Party unity has been a significant issue in Australia's political history, but disunity has probably been more about individuals than issues, especially since World War II. The most notable exception was the ALP/DLP split of the mid-1950s over communism and communist influence. But Gorton v McMahon, Howard v Peacock, Hawke v Keating, Rudd v Gillard v Rudd, and Abbott v Turnbull were mostly just about personalities, occasionally dressed under a policy cloak.
However, over the post-war period there has been an increasingly significant voter drift against both major parties. In the late 1940s, together, they attracted about 95 per cent of the vote. Now it's in the mid-70s, at best. Most recently, the drift has manifested in support for high-profile independents, a trend that will gather momentum at the May election.
This is also occurring as both leaders have net negative poll ratings, and the electorate is genuinely faced with the choice between two lessers, both parties and individuals.
While there are multiple motivations, a principle reason for the voter drift has been dissatisfaction with the two major parties, which have become increasingly self-absorbed internally while focusing more on point-scoring against, and blame-shifting to, each other, rather than governing, and particularly meeting the bigger policy challenges. Conspicuous disloyalty, interminable scandals, opportunistic, short-term policy thought bubbles, cynicism, and so on, have led voters to disengage, stop listening, or protest where and when they can.
The economic narrative embraced by both sides doesn’t match the lived, and increasingly difficult, experience of voters, while the big issues they realistically expect their representatives to handle are simply denied, ignored, or fiddled with.
In all this, individual members are increasingly under considerable pressure to toe the line, to rabbit on with the party line, as summarised in the dot-points emailed to them each morning, even if they fundamentally disagree. It is a daily farce in the media. It becomes harder and harder to defend the indefensible, especially for those in marginal seats where their feedback is contrary, where their support is waning.
Some members have already broken out of the two-party structure – Cory Bernardi, Clive Palmer. Banks, most noticeably, joining significant independents, Cathy McGowan, Rebekha Sharkey, Andrew Wilkie, Kerryn Phelps and Bob Katter. Independents could certainly hold the “power of the balance” in the Lower House after the next election.
However, could climate policy be our Brexit? Could it threaten our LNP/ALP duopoly? It is a divisive issue within both the LNP and the ALP, against the background of some 70 to 80 per cent of voters consistently wanting decisive government-led action on the essential transition to a low-carbon society, and to renewables.
Advocates for a long-term climate action plan across the two parties are much closer than they are to the deniers, coal advocates and intransigents in their own parties.
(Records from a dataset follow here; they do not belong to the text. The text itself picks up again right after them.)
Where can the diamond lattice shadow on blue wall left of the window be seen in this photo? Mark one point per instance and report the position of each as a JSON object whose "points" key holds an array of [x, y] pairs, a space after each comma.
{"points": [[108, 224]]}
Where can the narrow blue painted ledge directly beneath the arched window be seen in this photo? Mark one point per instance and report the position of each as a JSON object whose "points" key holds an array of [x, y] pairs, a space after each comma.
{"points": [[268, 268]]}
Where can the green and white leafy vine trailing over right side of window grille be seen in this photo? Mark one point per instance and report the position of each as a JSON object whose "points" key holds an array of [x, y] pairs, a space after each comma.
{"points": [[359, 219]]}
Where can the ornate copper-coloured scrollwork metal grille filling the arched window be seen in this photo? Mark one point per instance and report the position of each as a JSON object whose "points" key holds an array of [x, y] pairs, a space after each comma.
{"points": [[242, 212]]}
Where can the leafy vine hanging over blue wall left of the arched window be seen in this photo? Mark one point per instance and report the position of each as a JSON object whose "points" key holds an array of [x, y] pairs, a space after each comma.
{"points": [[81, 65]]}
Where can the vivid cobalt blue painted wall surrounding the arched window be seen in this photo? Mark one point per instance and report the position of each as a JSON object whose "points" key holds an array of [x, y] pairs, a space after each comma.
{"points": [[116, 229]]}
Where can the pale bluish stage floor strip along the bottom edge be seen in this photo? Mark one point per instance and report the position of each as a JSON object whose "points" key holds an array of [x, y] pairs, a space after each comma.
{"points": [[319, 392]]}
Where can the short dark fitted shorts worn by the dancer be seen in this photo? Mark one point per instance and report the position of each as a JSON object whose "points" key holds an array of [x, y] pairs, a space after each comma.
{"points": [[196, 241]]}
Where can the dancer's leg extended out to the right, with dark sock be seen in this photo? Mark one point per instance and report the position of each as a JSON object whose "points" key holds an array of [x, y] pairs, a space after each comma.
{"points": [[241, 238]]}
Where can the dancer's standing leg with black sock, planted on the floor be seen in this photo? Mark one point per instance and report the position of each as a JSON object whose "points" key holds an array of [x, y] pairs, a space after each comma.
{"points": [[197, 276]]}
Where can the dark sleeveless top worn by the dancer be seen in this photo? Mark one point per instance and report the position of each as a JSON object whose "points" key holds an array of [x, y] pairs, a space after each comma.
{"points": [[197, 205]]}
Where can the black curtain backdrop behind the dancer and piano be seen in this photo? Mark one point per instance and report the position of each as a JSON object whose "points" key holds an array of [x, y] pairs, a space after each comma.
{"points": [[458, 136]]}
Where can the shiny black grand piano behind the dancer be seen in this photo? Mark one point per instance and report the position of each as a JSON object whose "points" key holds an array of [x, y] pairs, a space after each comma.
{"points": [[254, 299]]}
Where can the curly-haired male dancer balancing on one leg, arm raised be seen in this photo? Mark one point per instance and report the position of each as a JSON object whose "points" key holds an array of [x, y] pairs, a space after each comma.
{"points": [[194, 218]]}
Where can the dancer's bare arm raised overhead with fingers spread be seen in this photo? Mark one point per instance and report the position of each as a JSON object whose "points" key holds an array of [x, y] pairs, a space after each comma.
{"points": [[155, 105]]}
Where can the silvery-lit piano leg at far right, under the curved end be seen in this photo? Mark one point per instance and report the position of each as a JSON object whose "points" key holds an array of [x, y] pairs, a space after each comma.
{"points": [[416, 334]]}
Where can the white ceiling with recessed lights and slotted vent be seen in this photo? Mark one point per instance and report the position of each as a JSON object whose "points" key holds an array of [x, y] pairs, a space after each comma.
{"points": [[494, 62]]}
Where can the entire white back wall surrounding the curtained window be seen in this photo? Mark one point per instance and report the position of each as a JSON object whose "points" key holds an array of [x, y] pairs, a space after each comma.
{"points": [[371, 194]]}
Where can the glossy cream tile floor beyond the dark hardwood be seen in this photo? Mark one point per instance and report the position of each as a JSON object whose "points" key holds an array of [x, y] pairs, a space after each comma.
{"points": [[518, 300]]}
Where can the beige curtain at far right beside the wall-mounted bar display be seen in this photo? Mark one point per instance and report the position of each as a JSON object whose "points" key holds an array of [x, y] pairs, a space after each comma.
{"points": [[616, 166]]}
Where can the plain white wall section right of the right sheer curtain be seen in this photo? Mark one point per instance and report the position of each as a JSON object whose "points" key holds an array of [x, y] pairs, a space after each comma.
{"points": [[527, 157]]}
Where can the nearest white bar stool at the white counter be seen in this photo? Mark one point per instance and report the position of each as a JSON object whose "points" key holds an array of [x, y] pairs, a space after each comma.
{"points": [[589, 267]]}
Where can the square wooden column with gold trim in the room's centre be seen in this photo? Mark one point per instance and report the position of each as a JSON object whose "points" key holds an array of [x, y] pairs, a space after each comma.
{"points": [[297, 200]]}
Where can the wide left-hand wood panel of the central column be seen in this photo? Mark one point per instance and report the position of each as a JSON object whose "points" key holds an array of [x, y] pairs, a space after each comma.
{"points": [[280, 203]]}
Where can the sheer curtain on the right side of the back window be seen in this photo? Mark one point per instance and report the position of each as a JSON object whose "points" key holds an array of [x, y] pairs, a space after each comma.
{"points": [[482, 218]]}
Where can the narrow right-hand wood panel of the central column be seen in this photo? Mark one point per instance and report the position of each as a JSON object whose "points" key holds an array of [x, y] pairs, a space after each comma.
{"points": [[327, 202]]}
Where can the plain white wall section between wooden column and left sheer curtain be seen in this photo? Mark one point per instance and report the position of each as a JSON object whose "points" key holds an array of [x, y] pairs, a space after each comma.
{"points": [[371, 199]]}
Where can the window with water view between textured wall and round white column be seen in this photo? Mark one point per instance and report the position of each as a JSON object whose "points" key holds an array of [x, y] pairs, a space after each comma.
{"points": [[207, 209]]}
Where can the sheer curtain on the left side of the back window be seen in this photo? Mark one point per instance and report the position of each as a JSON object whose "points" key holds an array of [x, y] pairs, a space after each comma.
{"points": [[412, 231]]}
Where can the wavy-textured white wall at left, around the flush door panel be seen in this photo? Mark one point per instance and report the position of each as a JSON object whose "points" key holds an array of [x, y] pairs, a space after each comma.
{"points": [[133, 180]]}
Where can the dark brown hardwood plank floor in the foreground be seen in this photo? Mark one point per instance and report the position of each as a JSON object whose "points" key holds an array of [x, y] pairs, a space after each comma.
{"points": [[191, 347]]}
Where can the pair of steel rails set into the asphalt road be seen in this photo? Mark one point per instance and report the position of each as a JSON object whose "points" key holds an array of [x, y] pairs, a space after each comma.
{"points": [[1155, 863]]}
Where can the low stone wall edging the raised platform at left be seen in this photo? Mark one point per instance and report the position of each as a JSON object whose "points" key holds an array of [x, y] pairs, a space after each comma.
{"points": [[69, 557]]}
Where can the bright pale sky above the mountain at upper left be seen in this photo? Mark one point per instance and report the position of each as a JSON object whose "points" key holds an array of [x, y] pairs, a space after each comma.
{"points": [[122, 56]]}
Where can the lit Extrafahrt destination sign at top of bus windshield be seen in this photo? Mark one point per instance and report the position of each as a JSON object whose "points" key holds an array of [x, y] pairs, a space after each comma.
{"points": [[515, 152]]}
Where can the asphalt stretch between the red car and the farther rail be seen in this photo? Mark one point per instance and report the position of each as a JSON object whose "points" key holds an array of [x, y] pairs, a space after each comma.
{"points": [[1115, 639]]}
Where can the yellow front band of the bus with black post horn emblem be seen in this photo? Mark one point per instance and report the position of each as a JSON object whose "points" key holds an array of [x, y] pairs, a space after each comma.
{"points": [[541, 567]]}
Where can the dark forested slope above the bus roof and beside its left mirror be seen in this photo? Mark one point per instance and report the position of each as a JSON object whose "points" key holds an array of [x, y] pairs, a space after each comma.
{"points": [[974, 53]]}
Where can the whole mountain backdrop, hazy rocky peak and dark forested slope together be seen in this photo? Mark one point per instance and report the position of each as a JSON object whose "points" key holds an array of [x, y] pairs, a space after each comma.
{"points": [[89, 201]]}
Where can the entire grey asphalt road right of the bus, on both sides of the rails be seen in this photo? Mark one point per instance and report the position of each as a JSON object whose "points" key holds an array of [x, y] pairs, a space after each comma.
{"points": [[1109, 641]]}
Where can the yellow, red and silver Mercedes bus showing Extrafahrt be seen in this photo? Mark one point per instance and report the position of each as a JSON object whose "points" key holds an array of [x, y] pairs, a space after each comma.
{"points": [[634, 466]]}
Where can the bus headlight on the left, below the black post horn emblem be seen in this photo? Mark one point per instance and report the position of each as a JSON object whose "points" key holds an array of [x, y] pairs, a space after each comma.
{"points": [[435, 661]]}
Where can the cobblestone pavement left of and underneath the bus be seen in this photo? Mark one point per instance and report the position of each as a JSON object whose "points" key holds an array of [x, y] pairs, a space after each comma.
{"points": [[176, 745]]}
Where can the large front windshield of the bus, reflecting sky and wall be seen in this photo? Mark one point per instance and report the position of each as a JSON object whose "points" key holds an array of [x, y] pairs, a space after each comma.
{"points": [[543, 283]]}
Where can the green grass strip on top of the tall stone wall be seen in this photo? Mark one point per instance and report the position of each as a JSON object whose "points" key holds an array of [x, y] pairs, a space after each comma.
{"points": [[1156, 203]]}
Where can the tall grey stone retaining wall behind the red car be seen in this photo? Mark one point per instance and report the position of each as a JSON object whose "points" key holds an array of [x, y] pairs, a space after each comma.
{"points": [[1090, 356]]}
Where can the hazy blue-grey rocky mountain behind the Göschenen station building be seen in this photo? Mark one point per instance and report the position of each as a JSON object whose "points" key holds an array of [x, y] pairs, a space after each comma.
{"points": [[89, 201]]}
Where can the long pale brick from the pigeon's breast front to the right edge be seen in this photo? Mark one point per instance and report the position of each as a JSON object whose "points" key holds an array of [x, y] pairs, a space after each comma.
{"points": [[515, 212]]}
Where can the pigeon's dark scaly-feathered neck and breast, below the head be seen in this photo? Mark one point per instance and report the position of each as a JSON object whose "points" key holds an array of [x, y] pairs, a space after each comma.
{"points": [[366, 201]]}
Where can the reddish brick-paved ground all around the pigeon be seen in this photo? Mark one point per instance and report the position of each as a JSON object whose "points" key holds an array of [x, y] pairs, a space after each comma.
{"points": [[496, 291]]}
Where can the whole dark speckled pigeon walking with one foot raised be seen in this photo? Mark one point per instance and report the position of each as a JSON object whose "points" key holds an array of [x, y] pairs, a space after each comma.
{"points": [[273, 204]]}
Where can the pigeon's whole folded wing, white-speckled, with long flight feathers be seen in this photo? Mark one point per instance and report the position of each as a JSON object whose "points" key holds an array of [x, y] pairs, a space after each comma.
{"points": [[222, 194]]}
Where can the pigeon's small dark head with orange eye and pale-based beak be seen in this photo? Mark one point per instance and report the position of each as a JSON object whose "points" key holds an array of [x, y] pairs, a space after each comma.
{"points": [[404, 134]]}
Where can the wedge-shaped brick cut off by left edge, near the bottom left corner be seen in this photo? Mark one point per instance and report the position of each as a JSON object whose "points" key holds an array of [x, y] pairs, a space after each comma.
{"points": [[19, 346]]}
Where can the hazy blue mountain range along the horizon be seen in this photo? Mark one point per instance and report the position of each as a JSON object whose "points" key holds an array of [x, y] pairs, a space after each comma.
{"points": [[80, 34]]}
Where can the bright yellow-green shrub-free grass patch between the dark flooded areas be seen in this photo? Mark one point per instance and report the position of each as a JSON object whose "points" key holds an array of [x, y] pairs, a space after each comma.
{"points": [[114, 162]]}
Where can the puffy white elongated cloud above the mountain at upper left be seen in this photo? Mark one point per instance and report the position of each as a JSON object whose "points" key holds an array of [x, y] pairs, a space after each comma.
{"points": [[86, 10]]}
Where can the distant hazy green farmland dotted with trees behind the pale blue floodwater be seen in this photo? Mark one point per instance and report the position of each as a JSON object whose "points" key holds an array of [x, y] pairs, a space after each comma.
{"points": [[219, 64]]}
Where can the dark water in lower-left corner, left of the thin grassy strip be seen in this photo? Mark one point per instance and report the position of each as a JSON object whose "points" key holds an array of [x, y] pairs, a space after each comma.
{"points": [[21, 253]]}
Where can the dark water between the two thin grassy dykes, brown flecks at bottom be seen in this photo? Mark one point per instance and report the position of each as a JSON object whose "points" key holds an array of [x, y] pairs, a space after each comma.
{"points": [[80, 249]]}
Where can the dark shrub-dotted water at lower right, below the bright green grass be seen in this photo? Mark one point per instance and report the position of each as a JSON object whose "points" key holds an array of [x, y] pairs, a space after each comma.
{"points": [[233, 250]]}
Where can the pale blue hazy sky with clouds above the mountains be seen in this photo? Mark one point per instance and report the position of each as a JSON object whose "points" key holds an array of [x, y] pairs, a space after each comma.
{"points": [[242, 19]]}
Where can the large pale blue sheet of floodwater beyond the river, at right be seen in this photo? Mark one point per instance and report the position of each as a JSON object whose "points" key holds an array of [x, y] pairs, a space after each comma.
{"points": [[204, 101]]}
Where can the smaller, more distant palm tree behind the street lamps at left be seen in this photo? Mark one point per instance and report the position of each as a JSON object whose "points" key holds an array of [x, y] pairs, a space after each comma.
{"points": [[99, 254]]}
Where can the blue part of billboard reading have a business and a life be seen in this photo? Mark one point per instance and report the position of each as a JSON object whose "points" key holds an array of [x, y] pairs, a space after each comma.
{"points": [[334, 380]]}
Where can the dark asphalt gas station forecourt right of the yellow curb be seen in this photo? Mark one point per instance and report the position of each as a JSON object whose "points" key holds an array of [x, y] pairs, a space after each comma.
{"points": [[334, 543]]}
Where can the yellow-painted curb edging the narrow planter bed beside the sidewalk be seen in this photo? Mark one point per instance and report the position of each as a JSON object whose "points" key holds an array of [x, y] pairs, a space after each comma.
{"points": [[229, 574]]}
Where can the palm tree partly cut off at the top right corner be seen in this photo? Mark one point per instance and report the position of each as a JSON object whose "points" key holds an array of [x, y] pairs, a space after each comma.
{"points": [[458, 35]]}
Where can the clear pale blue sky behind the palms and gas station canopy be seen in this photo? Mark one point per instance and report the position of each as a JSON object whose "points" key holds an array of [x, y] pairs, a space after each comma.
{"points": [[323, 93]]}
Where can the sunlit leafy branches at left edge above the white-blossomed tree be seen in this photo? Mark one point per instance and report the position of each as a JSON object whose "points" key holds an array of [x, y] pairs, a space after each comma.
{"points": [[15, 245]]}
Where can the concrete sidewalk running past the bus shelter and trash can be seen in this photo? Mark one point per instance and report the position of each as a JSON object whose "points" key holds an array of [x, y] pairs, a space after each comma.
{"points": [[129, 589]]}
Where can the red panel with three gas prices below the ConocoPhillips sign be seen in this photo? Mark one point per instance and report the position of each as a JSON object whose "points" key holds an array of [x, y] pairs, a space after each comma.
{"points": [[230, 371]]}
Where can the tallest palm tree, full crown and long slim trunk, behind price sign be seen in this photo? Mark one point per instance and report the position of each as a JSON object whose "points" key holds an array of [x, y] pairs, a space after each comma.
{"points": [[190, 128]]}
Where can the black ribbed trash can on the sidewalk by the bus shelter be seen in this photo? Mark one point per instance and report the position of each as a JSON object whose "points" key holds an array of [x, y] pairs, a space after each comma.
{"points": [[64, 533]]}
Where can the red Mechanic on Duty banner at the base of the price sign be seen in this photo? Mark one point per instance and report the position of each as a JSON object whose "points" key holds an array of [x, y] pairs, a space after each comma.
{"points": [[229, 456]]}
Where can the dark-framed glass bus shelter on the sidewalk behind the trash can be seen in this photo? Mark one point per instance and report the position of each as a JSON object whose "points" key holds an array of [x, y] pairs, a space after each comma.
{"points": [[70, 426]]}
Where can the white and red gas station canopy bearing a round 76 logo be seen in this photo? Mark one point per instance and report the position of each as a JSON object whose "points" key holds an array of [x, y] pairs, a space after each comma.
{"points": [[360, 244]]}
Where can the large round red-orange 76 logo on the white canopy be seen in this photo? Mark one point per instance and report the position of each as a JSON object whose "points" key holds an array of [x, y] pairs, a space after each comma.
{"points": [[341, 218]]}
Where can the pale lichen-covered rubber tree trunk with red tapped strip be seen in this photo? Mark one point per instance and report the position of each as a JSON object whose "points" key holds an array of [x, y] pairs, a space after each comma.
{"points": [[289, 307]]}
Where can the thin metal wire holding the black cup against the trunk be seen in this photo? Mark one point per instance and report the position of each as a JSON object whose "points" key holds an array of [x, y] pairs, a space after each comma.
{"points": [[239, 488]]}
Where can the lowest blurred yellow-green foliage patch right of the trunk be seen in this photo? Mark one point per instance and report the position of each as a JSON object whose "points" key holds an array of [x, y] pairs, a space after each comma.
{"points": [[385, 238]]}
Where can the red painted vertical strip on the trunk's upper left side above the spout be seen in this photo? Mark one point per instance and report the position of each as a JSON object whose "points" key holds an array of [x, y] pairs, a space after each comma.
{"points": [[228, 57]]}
We have already lost nearly three decades on this extremely important issue, squandering billions of dollars of investment and probably hundreds of thousands of jobs. We have already kicked the issue to our kids and grand kids. Our two parties and our political system have failed us.
Surely, those unable to rise to the climate challenge forfeit the right to govern?

*John Hewson is a professor at the Crawford School of Public Policy, ANU, and a former Liberal opposition leader.